Recently, I learned how broken the dispute resolution process is with Bank of America. I asked them to send me the receipts for 5 recent charges from the same Mexican Food place across the street from me. I love Mexican food, but there’s no way I could have eaten 5 meals in a row from this place (esp when I wasn’t even working from home that week), so something was awry.

Herein lies the rub. If they send me the receipts (which include signatures), I can no longer dispute the charges because now I’m in possession of the sales receipts. Even if the signatures on the receipts clearly show an invalid signature, I have forgone the ability to issue a charge back. I asked the customer support if they could visually verify that the 5 signatures closely matched all my other signatures, but that was impossible. They didn’t have the ability to view the receipts.

I find this totally absurd. Granted, using a signature as a form authorization is incredibly fallible, the fact that it’s not even relevant when disputing a charge, raises the question why do we even need to sign the receipt at all? The back of my credit card is not signed, so that means that they would have been required to view a valid form of identification, which obviously wasn’t the case and is rarely ever the case. I suppose it’s all a moot point. BofA reversed the charges regardless, which was nice of them. I would have just preferred a more thorough process.

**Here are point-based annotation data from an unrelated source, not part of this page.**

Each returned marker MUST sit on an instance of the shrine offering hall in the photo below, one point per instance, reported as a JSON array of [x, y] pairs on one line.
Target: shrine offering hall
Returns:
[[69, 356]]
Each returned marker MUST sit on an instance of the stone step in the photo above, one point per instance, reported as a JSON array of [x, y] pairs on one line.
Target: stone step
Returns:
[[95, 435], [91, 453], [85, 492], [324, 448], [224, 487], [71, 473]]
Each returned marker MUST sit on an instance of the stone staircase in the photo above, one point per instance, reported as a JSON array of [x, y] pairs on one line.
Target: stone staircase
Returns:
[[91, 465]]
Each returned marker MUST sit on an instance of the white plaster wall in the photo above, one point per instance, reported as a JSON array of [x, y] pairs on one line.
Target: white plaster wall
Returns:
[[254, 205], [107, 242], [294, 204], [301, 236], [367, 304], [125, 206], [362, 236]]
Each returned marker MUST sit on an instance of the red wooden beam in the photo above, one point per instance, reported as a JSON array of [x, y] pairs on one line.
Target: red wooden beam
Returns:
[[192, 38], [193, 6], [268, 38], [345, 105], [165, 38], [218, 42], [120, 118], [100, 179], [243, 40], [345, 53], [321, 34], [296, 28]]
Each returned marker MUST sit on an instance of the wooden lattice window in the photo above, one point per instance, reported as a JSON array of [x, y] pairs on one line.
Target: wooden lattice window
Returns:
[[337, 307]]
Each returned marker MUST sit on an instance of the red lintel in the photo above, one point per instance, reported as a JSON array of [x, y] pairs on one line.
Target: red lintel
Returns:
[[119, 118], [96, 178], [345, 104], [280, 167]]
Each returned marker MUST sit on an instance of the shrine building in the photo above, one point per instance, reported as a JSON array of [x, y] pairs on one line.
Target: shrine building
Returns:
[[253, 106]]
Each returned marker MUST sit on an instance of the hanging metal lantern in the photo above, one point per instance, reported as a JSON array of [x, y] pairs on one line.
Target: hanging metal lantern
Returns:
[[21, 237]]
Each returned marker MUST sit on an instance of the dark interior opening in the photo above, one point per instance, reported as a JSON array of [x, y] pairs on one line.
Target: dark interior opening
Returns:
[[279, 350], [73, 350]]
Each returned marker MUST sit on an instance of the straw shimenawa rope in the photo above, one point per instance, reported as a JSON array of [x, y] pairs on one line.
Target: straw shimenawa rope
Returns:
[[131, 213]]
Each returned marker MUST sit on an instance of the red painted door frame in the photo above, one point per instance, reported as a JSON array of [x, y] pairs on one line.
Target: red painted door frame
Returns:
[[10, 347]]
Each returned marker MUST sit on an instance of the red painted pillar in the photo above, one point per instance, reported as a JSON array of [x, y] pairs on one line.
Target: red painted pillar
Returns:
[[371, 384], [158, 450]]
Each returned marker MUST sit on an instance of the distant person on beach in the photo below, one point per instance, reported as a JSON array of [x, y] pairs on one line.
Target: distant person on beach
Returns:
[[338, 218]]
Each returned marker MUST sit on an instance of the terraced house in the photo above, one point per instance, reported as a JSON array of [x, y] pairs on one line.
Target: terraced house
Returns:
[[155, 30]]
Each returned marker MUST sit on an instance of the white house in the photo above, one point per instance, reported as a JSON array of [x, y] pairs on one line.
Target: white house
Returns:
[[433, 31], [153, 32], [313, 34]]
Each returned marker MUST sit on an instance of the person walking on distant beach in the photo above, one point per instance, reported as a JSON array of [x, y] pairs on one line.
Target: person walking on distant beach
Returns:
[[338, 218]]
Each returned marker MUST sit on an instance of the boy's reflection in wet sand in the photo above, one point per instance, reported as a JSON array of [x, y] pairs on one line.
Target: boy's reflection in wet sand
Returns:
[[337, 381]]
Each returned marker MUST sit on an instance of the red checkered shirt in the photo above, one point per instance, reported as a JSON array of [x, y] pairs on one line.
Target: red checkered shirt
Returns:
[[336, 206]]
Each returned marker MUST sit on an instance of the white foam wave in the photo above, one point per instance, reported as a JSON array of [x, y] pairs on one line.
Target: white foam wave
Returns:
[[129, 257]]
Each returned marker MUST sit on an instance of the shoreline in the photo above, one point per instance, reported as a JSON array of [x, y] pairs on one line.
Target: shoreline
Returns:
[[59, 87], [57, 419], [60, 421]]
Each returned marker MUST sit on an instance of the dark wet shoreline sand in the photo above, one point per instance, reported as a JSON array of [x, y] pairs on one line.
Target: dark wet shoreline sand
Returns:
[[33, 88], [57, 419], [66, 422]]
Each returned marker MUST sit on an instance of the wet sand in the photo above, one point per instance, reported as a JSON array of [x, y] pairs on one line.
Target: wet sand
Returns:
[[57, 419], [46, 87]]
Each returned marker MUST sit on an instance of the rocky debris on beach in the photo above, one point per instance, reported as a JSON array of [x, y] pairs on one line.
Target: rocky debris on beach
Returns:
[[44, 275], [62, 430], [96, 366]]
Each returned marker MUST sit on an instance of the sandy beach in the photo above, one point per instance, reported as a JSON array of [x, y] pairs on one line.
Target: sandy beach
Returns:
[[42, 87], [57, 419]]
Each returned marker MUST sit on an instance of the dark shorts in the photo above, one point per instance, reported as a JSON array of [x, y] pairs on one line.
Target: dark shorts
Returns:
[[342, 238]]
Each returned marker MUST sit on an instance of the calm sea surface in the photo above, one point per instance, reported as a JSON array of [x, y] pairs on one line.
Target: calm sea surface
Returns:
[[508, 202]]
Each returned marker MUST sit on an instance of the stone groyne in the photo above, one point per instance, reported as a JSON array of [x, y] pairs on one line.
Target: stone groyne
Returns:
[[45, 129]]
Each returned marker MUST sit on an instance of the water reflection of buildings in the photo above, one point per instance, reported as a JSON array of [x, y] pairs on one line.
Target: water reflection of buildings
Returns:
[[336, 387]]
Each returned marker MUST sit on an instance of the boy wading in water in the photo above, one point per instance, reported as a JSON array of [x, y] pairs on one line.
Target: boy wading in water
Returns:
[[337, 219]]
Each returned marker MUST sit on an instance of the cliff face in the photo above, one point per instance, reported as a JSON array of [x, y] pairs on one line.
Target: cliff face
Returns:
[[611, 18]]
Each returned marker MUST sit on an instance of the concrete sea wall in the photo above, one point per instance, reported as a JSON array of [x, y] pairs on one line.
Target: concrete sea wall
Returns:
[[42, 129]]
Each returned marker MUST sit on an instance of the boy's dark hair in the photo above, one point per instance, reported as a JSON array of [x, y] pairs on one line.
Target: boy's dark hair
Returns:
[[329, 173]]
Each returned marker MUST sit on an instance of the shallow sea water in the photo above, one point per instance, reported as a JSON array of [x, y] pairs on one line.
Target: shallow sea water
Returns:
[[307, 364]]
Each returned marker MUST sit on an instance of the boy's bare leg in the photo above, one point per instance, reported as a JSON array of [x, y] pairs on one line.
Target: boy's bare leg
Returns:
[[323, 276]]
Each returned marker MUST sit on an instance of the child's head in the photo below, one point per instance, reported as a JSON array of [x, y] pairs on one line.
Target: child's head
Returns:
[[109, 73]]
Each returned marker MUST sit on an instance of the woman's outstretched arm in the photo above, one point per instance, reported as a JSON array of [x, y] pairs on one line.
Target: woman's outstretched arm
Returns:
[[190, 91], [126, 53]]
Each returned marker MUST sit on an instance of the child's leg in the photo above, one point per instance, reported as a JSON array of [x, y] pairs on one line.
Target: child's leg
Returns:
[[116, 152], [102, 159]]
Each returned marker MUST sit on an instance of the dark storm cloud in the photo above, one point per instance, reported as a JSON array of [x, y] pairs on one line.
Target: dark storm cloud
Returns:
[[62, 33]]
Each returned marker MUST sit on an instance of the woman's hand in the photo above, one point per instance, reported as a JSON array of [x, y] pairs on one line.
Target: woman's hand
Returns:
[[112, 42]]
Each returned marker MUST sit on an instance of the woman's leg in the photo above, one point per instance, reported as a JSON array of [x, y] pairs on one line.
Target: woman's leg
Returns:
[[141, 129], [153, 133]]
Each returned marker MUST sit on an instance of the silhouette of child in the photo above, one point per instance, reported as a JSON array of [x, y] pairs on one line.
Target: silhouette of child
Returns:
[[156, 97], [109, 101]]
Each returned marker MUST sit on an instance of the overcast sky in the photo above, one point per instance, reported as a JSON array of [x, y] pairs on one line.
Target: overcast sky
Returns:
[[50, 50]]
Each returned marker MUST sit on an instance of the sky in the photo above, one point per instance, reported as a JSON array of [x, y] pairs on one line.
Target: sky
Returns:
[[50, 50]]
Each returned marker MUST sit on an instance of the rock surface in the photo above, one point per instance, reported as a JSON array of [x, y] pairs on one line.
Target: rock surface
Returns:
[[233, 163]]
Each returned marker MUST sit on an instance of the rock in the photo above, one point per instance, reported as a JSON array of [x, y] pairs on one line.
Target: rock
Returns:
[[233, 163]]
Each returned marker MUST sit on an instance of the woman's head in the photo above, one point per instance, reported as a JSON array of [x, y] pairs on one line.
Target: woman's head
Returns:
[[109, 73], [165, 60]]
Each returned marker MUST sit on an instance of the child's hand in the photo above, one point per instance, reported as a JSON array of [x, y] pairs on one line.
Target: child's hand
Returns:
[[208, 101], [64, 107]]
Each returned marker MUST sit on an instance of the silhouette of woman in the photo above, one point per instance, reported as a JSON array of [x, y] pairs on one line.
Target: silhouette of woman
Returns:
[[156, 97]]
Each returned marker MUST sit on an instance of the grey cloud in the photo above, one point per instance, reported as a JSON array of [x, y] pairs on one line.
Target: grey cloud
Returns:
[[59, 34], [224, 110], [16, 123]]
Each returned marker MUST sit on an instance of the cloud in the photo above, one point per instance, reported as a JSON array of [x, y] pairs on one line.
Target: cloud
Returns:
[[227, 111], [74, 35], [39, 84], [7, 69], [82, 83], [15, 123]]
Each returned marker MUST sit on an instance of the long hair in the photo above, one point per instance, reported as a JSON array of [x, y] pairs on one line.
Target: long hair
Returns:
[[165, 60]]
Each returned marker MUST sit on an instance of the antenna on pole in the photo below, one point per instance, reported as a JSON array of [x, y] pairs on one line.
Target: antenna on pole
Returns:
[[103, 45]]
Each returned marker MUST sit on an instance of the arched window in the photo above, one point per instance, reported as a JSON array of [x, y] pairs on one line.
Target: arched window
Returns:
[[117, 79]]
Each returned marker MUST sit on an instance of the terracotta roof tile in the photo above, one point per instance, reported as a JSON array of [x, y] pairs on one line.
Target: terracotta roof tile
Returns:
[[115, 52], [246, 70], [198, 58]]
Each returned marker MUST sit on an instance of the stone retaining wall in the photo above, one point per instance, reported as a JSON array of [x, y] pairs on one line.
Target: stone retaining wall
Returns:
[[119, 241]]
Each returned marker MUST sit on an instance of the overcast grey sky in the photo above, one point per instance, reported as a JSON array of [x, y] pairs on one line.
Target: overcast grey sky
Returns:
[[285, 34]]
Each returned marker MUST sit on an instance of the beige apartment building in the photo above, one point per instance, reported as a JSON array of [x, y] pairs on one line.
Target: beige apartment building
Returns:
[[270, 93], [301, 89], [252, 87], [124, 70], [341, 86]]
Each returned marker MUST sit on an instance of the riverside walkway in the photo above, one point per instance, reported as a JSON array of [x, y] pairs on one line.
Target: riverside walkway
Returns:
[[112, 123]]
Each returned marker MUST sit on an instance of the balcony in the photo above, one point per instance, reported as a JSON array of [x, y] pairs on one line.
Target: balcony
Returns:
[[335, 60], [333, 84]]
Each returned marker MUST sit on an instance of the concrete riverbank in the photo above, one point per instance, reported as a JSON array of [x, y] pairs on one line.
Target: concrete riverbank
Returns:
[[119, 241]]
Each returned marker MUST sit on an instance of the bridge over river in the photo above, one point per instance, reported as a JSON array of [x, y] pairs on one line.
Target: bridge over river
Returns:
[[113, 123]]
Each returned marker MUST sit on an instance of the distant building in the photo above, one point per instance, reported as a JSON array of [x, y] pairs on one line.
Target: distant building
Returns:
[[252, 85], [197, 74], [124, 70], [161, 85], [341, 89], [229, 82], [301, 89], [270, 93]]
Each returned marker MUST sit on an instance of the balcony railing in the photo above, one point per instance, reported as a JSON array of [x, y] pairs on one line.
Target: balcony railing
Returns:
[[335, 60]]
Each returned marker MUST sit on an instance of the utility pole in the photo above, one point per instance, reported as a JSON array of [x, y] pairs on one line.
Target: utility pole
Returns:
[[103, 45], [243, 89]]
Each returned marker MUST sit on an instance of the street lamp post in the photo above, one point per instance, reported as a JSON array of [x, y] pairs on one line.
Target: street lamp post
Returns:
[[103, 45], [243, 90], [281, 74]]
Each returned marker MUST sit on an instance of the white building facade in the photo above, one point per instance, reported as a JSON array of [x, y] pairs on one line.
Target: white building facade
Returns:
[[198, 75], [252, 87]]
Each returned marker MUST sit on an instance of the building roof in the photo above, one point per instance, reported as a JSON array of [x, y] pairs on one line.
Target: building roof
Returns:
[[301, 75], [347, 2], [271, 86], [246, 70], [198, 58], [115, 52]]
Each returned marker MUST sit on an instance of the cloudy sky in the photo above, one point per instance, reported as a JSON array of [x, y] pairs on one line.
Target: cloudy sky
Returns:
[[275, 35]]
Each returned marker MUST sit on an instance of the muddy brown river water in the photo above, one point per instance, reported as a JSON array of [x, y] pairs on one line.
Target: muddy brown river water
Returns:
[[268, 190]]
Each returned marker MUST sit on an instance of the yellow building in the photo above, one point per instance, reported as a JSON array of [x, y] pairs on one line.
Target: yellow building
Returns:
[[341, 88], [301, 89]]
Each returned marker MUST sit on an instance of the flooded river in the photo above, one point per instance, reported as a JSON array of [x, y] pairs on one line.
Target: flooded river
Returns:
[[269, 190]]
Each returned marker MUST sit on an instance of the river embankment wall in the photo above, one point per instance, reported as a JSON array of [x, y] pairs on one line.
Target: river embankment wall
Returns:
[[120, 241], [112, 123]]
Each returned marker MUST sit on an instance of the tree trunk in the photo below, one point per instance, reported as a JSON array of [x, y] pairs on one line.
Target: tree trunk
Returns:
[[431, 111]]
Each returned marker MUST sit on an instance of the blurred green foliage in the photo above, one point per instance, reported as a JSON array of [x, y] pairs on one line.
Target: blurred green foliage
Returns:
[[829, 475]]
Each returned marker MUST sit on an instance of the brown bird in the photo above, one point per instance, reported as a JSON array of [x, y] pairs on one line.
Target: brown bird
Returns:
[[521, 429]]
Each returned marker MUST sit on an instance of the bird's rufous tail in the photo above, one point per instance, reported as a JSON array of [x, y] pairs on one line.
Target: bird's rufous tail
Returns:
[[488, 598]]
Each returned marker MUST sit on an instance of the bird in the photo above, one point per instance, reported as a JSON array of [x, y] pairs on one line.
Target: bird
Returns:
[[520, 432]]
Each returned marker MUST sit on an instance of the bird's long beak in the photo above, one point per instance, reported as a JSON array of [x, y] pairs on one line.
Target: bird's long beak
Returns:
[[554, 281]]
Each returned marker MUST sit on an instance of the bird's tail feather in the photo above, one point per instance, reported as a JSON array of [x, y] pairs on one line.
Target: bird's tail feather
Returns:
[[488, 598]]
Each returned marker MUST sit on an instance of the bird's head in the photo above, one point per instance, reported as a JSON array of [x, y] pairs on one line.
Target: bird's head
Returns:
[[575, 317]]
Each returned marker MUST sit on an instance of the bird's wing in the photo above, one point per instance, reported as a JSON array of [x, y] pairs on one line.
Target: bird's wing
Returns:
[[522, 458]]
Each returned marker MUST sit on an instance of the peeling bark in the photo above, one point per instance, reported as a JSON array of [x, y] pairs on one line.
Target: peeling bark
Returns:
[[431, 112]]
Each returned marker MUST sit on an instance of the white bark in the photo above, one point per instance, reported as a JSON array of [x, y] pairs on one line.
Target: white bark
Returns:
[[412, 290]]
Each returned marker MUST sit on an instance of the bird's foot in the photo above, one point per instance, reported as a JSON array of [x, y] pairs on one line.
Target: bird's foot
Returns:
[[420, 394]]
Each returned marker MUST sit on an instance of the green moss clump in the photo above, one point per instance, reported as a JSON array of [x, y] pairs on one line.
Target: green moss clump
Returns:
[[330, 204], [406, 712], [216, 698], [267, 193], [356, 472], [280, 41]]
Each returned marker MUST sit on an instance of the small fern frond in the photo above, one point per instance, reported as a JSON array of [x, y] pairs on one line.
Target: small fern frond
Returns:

3 thoughts on “Disputing Credit Card Charges

  1. this is hilarious. glad to hear you got your money back =)
    what a good trick, don't sign the back of the card so it is more likely that vendors ask for id. i live in norway and was on vacation in the US 2 weeks ago and stores asked me EVERY time for additional id even though my signature was on my visa card.

  2. Bank of America is one of the few companies on my blacklist they STOLE thousands of dollars in cash from me and my wife, and did not give it back for over 90 days, treating us like criminals in the mean time. Stop doing business with them, please.